String theory: the Planck length
In string theory, the scale length of strings is taken to be the Planck length, based on a few fundamental constants by Planck. Planck noticed that it was a small size, 10^-35 m. Everyone since then seems to take the Planck size, which is as arbitrary as sizes come, as the smallest size in physical theory. However, the black hole radius of an electron mass is only 2GM/c^2 or 6.8 x 10^-58 m, much smaller than the Planck size.
Notice that string theory since the 1960s has relied on strings all having the same fixed size of about 10^-35 m. This means that the string tension would have to vary to allow different fundamental particles to be strings of equal scale length. However, if the strings are rolled up into loops of a black hole size, the radius increases directly with the mass. This makes me wonder whether the reliance on Planck dimensions makes sense.
As pointed out in previous posts, there are arguments from the Standard Model for 10/11 dimensions.
The fifth dimension can represent the spacetime fabric which appears in 4-D spacetime as the gauge boson the graviton, the light speed radiation which causes gravity. Individual units of string theory, like Witten's M-theory, are self-consistent, but the whole of string theory includes many different and contradicting ideas about branes imbedded with particles which give lie to the concept of a self-consistent string theory.
A brane on a 5-D spacetime is 4-D (just as a 2-D membrane exists on a 3-D bubble).

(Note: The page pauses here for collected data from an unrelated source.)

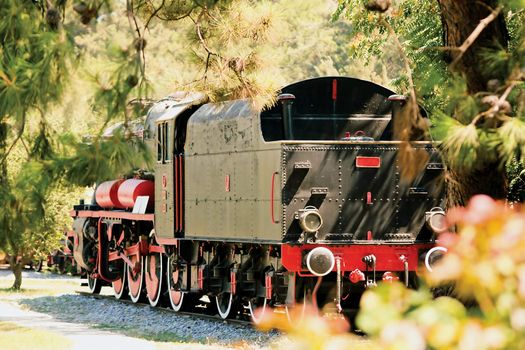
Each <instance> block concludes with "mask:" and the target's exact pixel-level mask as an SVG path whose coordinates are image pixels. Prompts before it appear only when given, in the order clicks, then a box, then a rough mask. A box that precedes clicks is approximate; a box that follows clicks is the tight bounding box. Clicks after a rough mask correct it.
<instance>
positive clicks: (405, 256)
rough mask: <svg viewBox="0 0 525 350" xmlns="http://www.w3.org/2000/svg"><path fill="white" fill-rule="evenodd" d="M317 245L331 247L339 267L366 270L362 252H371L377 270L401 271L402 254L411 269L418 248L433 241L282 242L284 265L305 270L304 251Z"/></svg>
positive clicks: (320, 246) (368, 253)
mask: <svg viewBox="0 0 525 350" xmlns="http://www.w3.org/2000/svg"><path fill="white" fill-rule="evenodd" d="M316 247H326V248H328V249H330V250H331V251H332V253H333V254H334V256H335V257H339V258H341V271H342V272H346V271H352V270H354V269H360V270H366V264H365V263H364V262H363V261H362V258H363V257H364V256H367V255H370V254H373V255H375V256H376V258H377V262H376V270H378V271H404V269H405V267H404V263H403V261H401V260H400V257H401V256H403V255H404V256H405V258H406V259H407V261H408V263H409V266H410V271H416V270H417V266H418V264H419V250H420V249H430V248H432V247H434V244H432V243H420V244H419V243H418V244H411V245H392V244H383V245H376V244H353V245H339V246H336V245H332V246H331V245H325V244H304V245H297V246H292V245H288V244H283V245H281V256H282V264H283V266H284V267H285V268H286V269H287V270H288V271H290V272H297V273H298V272H304V273H308V270H307V268H306V266H303V257H304V255H305V254H306V253H307V252H309V251H311V250H312V249H314V248H316Z"/></svg>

A 4-D spacetime is a hologram of 5-D (just as a 2-D hologram contains 3-D information).
We already know in general relativity that 4-D spacetime can be used to model gravity as causing a curvature in 3-D space. General relativity is often 'explained' as the curvature of a rubber sheet causing indentation so that balls placed on roll towards one another. This is manifestly more obscure than need be, because the real space fabric is not two but three dimensional. Some of these abstract equivalences are actually a hindrance, not a help.